Intriguingly, recent behavioral findings show a strong dependency between changes in fluid and crystallized abilities in aging8. Relatedly, well-preserved episodic memory in aging has been shown to generalize to executive function and processing speed5,9. Such commonalities direct attention toward domain-general drivers of maintenance, and the possibility of general brain maintenance has been proposed10. Generality implies that a certain form of brain and cognitive maintenance generalizes to other kinds of maintenance. Testing the generality of maintenance requires longitudinal data on multiple markers of cognition and brain integrity.

Here, we analyzed 5-year longitudinal data from 124 older participants in the Cognition, Brain, and Aging (COBRA) study11,12. A numerical 3-back WM task was administered in the magnetic resonance imaging (MRI) scanner as well as during offline testing, and stability or decline was jointly determined by in-scanner and offline performance on this demanding WM task. The stable and declining groups were also compared on offline measures of crystallized (vocabulary) and fluid (processing speed) abilities, which in our previous cross-sectional analyses were related to WM performance13.

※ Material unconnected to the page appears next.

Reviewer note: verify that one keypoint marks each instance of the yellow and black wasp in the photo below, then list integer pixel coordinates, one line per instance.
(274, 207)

Next, WM behavior was related to PFC functional responses. At baseline, given that the groups would have comparable WM performance we predicted comparable levels of brain activity, alternatively higher activity in the decline group reflecting compensation for emerging change14,15. In the longitudinal analyses, based on meta-analytic evidence of robust age differences in PFC activity during n-back task performance16, we predicted that individuals with longitudinal decline would show reduced PFC activity over time whereas stable WM performance would relate to maintained PFC function7.

Finally, we explored MRI- and positron emission tomography (PET) imaging markers of three putative underlying mechanisms of general brain maintenance10: (i) neuronal integrity, (ii) neurotransmission, and (iii) vascular health. Global (ventricular size) and local (hippocampus) MRI-measurements of atrophy were used as in vivo markers of neuronal integrity17. For neurotransmission, we analyzed dopamine-system integrity using a PET-measure of striatal dopamine D2 receptor binding. Dopamine has been suggested to have a key role in cognitive aging18, and we expected a relation between D2 binding and better maintained WM. For cerebrovascular health we analyzed white-matter lesion load and arterial pulsatility, which is a novel MRI marker sensitive to age-related vascular stiffness and resistance19. Finally, we compared the groups on physical activity levels, as this lifestyle factor has been related to brain maintenance20.

## Results

Longitudinal data on the in-scanner 3-back task identified 68 individuals with stable WM and 35 with declining WM (the latter had above-chance performance at baseline followed by reduction at follow-up; see “Methods” and Fig. 1A). Corresponding analyses of the offline 3-back task revealed that 55 were stable also on the offline task, and 25 showed decline also on the offline task. These 80 individuals, with converging data on stability or decline from the in-scanner and offline 3-back tasks, constituted the main sample in analyses of general brain maintenance (see Supplementary Fig. S1). The declining group was slightly older [MStable = 65.9 y, MDecline = 66.6 y; t(78) = 2.3, p = 0.024] and less educated [MStable = 14.2 y, MDecline = 12.6 y; t(78) = 2.1, p = 0.036] than the stable group. There was no group difference in proportion of ApoE ε4 carriers (ε4Stable = 26%, (ε4Decline = 28%) or gender distribution (% female/male Stable = 42/58; Decline = 48/52). Figure 1 shows longitudinal in-scanner (A) and offline (B) 3-back performance for the main sample. The data patterns for 1-back and 2-back (Fig. 1C,D) mimicked those for 3-back.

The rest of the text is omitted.